G. Cormode and S. Muthukrishnan. Substring compression problems. In ACM-SIAM Symposium on Discrete Algorithms (SODA), pages 321-330, 2005.

We initiate a new class of string matching problems called Substring Compression Problems. Given a string S that may be preprocessed, the problem is to quickly find the compressed representation or the compressed size of any query substring of S (Substring Compression Query or SCQ) or to find the length l substring of S whose compressed size is the least (Least Compressible Substring or LCS problem).
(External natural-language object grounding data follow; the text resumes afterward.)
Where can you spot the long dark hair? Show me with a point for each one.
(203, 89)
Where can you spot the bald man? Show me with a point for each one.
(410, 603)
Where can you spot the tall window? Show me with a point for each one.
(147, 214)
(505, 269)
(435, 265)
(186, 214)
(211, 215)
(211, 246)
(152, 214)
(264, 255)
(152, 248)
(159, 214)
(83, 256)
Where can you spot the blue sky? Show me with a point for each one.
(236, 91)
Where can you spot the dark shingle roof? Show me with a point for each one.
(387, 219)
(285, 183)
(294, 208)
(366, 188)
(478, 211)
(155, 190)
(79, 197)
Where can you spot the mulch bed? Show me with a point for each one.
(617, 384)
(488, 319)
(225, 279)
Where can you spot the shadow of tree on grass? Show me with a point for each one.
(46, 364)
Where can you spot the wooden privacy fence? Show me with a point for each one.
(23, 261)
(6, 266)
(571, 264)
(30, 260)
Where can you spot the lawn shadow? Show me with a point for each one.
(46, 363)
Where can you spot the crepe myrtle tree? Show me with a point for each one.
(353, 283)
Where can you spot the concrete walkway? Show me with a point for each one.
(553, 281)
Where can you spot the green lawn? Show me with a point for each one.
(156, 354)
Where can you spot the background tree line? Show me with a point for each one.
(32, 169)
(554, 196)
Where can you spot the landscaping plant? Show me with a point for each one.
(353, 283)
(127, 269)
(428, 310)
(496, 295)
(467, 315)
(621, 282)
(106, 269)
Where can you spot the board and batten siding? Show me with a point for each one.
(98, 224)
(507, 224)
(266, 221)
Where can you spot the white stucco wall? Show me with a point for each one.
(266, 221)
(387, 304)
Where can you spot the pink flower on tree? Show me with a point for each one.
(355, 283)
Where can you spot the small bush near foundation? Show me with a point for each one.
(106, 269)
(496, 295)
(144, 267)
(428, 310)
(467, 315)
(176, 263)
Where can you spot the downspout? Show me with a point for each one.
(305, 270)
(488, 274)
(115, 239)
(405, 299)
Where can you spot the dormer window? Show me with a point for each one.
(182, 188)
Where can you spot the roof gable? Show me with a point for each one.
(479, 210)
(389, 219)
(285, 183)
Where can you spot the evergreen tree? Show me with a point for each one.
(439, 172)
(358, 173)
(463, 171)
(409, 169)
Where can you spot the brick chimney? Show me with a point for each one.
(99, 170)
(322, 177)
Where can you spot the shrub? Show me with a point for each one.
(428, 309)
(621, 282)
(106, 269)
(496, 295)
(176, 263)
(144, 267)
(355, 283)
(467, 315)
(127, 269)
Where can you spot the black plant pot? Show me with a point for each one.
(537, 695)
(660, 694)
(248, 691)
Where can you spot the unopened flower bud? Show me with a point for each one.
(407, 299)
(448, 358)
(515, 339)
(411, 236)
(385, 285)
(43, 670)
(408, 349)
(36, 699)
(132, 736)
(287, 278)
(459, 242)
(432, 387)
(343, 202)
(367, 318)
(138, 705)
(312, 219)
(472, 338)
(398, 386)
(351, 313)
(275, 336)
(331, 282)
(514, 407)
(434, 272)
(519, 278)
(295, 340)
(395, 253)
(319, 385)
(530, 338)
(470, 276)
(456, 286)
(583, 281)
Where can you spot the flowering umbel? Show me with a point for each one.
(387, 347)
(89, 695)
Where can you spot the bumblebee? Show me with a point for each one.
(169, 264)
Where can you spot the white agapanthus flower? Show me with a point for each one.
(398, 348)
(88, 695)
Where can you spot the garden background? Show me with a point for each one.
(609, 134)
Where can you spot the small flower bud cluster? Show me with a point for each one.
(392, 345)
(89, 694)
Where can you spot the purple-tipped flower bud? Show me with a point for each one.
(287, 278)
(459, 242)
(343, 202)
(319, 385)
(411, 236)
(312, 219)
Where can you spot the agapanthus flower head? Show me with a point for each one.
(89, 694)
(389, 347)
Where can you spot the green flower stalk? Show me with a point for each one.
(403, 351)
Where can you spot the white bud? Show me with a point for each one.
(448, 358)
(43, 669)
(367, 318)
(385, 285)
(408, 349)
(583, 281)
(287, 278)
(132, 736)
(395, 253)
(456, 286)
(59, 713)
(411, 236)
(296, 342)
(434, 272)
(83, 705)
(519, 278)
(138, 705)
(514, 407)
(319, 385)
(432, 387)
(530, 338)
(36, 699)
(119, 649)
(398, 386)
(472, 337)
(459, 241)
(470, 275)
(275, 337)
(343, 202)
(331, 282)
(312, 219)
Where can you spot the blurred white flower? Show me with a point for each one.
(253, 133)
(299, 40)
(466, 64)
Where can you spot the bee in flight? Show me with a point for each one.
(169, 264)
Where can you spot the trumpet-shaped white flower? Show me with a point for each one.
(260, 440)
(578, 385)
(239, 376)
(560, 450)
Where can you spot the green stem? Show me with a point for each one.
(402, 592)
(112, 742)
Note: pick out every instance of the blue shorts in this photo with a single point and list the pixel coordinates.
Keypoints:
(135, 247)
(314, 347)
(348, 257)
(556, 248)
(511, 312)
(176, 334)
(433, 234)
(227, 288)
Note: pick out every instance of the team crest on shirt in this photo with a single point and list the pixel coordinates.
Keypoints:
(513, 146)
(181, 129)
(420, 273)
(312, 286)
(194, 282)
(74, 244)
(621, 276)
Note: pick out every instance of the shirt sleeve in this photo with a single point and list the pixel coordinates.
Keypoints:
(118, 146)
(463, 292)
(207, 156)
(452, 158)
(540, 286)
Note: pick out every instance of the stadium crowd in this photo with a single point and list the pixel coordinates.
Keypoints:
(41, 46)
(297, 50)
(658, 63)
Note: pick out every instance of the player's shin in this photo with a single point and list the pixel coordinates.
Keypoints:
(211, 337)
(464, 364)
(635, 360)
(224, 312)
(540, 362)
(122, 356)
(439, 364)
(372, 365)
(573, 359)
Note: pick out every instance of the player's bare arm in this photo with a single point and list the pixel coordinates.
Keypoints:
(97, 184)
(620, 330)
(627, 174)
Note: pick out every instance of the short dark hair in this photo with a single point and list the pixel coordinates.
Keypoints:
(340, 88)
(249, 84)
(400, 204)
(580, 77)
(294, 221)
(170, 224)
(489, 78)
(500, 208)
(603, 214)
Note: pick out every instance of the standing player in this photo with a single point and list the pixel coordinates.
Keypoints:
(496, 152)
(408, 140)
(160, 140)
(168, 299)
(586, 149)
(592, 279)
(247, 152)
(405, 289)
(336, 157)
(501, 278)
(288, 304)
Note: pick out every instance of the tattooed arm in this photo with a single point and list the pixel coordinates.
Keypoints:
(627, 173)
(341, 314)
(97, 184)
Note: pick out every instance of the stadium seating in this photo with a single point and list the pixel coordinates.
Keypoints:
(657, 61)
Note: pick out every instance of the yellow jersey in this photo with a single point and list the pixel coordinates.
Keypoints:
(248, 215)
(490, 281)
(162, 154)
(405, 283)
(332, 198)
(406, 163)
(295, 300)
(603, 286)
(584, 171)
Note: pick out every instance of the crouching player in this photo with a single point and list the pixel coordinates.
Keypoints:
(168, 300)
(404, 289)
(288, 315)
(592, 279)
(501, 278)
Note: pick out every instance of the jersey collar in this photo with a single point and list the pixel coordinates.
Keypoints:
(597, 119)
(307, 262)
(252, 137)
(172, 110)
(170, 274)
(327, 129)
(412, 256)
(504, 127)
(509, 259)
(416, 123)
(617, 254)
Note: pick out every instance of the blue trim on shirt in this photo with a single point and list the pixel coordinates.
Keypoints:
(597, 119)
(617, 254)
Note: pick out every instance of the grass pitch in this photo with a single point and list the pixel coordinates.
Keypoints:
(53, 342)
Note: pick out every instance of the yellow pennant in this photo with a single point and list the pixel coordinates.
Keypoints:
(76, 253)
Starting from the seminal paper of Lempel and Ziv over 25 years ago, many different methods have emerged for compressing entire strings. Determining substring compressibility is a natural variant that is combinatorially and algorithmically challenging, yet surprisingly has not been studied before. In addition, compressibility of strings is emerging as a tool to compare biological sequences and analyze their information content. However, typically, the compressibility of the entire sequence is not as informative as that of portions of the sequences. Thus substring compressibility may be a more suitable basis for sequence analysis.

We present the first known, nearly optimal algorithms for substring compression problems-SCQ, LCS and their generaliztions-that are exact or provably approximate. Our exact algorithms exploit the structure in strings via suffix trees and our approximate algorithms rely on new relationships we find between Lempel-Ziv compression and string parsings.